News reports present OCCC and its public face, Carl Chan, an Alameda realtor, as objective Chinatown spokespeople. The chamber, though, more specifically represents what activists have called “upstairs Chinatown,” a social strata of area merchants and property owners. I met one of their board members, Judy Chu of Goldenland Investments, when she evicted me from a warehouse and then rented the place to serial evictor Danny Haber. Streetfest, OCCC’s main breadwinner, when the streets feature booths advertising mortuaries and casinos, is probably the worst day of the year to visit Chinatown, as the critic Luke Tsai has observed. OCCC uses the revenue to campaign against minimum wage increases and criminal-sentencing reform, and to promote luxury development. Goals of the February press conference, according to a Schaaf memo, included buoying police and surveillance resources.
In the months since, OCCC has advanced its reactionary agenda not only in the guise of public safety but also racial solidarity and mutual-aid organizing, abetted by media and coalition groups. The chamber sought $75,000 to expand a surveillance system accessible to Oakland police, and lobbied officials for an $85,000 public grant for the same purpose. Another fundraiser, after fetching $80,000 for armed security, asked, “What is next? Cameras!” In May, Chan and developer lobbyist Greg McConnell asked in the Oakland Post if Chinatown is lost to “urban rioters.” It recalls Oakland hills homeowners hiring private security following OPD patrol reductions in 2013. Then and now, commercial and property interests, in league with city officials, answer police funding reductions with their own surveillance and uniformed gunmen.
To centralize management of its growing private security apparatus, OCCC is also creating a business improvement district. Though contingent on city council approval, Schaaf is treating the Chinatown BID’s establishment as a foregone conclusion; her recent budget proposal earmarks $75,000 for the BID. The Chinatown BID would be the city’s twelfth, and it would be contiguous with five extant BIDs spanning the Broadway-Telegraph Avenue corridor citywide. The downtown Oakland and Lake Merritt/Uptown BIDs already act jointly to advocate for dedicated police units, record panhandlers in databases, and secure restraining orders excluding homeless people from plazas. OCCC’s camera network raises the possibility of federated BIDs surveilling Oakland on a scale comparable to their San Francisco counterparts.

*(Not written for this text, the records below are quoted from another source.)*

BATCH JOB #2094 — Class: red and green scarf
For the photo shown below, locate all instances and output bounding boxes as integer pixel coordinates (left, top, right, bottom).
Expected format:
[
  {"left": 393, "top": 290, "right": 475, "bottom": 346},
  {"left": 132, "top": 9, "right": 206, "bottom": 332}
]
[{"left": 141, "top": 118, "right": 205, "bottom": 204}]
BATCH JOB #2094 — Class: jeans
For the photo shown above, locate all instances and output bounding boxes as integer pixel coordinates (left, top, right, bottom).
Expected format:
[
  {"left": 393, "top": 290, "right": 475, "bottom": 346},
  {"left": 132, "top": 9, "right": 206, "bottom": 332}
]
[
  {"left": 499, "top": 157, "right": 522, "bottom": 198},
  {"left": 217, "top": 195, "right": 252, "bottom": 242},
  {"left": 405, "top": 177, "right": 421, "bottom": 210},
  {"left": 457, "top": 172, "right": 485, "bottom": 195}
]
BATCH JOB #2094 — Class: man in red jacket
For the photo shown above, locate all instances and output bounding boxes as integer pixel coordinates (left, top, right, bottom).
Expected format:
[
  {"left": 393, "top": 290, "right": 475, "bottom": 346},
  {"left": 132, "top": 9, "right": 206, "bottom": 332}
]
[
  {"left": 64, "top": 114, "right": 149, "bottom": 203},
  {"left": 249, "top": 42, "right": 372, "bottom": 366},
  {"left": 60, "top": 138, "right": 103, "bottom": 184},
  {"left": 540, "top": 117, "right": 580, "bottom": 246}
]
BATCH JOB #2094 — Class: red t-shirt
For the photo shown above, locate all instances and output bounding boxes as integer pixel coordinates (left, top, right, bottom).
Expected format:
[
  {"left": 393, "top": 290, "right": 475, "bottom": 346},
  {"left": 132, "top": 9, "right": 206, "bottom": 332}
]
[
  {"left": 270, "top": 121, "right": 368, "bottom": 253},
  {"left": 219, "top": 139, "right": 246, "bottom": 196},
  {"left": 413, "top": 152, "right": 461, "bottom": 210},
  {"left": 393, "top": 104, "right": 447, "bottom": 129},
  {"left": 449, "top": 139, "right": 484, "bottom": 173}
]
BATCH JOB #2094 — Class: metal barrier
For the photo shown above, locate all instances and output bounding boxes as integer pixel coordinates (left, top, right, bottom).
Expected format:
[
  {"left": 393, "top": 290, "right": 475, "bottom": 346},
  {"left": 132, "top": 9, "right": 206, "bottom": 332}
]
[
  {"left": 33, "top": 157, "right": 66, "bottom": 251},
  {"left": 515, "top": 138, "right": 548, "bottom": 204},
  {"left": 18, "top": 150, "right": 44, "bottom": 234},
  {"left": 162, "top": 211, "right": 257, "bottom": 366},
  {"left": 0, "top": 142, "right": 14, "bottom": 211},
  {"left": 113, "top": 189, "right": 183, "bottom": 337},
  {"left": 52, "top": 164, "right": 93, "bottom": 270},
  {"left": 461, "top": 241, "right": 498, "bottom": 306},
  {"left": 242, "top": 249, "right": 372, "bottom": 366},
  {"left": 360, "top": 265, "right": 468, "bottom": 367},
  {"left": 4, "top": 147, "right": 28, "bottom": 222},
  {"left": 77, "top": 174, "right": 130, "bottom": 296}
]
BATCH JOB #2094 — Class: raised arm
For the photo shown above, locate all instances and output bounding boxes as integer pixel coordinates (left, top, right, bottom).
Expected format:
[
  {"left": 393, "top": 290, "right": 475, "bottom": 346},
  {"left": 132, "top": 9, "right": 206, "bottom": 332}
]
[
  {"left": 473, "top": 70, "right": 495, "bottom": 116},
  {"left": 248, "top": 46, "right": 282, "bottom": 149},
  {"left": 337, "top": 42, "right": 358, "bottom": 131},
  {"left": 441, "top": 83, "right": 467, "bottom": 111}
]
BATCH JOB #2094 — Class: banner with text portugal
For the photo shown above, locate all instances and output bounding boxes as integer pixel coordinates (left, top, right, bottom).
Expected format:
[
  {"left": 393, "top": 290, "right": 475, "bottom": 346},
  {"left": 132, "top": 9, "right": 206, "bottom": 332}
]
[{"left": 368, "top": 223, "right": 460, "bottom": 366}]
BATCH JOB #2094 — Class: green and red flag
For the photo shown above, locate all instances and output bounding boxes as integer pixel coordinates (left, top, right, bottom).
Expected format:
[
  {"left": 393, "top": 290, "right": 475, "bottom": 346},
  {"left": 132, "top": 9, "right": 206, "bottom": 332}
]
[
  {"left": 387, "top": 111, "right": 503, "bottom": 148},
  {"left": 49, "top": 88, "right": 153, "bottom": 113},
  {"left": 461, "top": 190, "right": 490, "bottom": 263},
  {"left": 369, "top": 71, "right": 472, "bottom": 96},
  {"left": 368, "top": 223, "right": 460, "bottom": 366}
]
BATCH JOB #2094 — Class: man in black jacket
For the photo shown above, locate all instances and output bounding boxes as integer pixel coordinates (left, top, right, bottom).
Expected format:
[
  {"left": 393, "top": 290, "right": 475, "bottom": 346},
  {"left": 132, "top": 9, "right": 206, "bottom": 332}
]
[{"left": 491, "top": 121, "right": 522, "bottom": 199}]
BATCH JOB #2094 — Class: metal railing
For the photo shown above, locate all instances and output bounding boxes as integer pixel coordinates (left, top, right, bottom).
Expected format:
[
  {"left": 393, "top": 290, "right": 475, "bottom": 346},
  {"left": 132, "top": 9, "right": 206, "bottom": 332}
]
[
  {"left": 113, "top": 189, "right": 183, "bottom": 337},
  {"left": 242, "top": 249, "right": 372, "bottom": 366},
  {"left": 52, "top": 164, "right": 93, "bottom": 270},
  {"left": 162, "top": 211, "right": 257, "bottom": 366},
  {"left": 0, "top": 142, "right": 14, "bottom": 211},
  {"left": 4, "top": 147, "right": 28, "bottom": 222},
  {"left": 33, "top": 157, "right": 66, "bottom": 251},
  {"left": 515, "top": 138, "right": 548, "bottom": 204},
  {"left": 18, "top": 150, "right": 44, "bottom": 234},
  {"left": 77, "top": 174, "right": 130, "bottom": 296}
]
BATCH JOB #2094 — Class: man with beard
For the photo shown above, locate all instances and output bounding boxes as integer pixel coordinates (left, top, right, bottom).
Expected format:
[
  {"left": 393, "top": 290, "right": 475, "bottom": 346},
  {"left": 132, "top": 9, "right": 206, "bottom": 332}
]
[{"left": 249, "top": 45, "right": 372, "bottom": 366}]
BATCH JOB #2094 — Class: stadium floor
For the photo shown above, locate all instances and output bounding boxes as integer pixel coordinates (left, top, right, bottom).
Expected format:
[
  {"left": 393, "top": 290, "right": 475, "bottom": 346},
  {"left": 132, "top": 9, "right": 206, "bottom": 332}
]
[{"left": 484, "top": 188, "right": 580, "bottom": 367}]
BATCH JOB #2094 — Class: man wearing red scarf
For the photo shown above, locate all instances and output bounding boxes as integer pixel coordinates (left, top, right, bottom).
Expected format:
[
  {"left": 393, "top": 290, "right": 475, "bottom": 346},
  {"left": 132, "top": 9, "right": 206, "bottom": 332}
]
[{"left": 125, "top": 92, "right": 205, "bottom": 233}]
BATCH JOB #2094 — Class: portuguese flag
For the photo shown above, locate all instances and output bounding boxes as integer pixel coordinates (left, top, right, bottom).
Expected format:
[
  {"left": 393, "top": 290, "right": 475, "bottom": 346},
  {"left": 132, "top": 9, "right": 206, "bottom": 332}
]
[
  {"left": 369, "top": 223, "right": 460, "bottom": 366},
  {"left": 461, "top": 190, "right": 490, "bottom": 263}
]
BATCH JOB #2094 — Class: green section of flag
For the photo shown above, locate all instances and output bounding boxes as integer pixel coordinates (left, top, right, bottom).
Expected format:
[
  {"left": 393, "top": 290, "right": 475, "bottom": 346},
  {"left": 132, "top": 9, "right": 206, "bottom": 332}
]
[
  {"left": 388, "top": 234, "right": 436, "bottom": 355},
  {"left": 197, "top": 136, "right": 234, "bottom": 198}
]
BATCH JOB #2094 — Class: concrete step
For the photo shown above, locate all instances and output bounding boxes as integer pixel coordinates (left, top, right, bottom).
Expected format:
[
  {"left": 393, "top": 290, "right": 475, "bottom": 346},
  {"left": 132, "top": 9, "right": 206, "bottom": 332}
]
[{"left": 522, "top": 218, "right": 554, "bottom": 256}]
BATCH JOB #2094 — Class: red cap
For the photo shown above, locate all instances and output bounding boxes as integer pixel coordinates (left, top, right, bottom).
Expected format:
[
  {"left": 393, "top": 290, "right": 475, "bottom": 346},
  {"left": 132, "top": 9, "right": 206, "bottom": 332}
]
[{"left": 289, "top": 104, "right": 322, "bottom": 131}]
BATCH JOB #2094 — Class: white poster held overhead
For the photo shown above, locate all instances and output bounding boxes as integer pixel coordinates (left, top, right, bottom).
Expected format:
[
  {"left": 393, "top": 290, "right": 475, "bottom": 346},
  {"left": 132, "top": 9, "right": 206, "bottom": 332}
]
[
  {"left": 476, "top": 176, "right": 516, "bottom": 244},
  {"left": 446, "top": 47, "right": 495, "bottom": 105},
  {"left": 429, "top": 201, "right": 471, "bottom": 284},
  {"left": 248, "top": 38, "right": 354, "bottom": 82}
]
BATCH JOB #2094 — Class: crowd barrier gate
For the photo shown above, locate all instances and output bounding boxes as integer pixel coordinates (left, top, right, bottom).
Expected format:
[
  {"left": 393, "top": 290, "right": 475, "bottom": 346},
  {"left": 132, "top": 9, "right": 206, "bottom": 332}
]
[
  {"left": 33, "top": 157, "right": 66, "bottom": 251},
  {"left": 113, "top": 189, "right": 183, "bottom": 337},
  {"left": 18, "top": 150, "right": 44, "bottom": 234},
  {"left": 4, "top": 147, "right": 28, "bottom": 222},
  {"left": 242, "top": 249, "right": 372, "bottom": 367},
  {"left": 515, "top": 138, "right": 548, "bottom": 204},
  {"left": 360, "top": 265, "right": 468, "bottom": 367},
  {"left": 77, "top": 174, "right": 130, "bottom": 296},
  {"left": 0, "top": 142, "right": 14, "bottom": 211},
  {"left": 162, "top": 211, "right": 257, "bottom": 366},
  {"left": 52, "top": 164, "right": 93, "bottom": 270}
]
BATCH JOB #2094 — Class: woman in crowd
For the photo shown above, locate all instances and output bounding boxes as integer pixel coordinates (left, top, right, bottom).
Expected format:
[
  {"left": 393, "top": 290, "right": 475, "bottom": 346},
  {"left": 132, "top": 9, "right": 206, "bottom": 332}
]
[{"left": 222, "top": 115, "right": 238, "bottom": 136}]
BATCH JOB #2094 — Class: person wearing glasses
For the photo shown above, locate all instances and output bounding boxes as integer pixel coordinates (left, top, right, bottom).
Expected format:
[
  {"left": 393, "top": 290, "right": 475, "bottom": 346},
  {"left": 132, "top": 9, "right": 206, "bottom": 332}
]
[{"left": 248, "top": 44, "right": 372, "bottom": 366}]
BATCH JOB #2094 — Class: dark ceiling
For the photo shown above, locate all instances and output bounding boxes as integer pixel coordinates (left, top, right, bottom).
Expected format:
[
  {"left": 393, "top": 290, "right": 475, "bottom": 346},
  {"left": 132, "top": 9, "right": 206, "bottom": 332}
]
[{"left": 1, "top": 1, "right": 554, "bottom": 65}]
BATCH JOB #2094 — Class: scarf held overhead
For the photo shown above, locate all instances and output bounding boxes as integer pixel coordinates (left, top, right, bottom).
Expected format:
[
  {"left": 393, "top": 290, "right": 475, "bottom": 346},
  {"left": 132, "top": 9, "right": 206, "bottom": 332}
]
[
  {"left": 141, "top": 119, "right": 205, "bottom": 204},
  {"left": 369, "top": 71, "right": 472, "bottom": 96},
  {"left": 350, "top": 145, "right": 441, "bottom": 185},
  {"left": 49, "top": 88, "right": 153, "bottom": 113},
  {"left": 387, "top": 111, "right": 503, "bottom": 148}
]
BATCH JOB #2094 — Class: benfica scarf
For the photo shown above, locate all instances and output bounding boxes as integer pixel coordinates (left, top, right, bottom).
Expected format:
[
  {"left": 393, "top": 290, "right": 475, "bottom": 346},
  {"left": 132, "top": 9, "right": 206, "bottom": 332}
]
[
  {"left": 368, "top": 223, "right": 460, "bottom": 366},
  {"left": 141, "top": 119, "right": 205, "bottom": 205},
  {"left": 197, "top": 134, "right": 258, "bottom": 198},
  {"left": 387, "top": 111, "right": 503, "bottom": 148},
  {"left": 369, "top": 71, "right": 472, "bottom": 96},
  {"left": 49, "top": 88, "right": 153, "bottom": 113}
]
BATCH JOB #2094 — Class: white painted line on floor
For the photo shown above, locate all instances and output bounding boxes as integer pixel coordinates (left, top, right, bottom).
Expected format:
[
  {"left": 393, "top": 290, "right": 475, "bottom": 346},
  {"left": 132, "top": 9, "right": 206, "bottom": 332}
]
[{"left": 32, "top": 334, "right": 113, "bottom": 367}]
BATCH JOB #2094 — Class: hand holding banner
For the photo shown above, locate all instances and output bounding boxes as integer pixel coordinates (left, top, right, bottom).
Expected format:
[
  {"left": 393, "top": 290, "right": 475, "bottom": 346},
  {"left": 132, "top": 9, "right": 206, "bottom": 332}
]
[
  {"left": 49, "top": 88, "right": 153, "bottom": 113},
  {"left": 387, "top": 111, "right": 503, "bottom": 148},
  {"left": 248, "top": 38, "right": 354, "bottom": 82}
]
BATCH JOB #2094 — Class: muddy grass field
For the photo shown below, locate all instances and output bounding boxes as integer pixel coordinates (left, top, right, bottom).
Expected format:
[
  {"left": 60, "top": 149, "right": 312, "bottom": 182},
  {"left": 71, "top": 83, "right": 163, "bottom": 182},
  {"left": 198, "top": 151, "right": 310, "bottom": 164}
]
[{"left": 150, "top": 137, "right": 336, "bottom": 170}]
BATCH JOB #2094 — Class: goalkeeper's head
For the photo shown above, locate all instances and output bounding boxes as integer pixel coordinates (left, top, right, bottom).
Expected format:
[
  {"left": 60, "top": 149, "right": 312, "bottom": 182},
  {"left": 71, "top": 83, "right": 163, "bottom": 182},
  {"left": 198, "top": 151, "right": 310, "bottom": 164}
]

If the state is ensuring public and private forms of violence and the threat thereof reserve public space for profit-making activities determined by the ruling-class (which only sometimes require people), the answer is not to demand more allowable activities. City planners have endless “placemaking” and “wayfinding” gimmicks to use your desires against you. It’s to produce public space from below through collective action. This way, even the plaza most cynically dubbed a “commons,” or the most antisocial housing development downtown — no site of capitalist plunder is permanently despoiled. It’s what the George Floyd protesters, like the wheelie kids and renegade party crews, already know: Belonging isn’t granted, only won.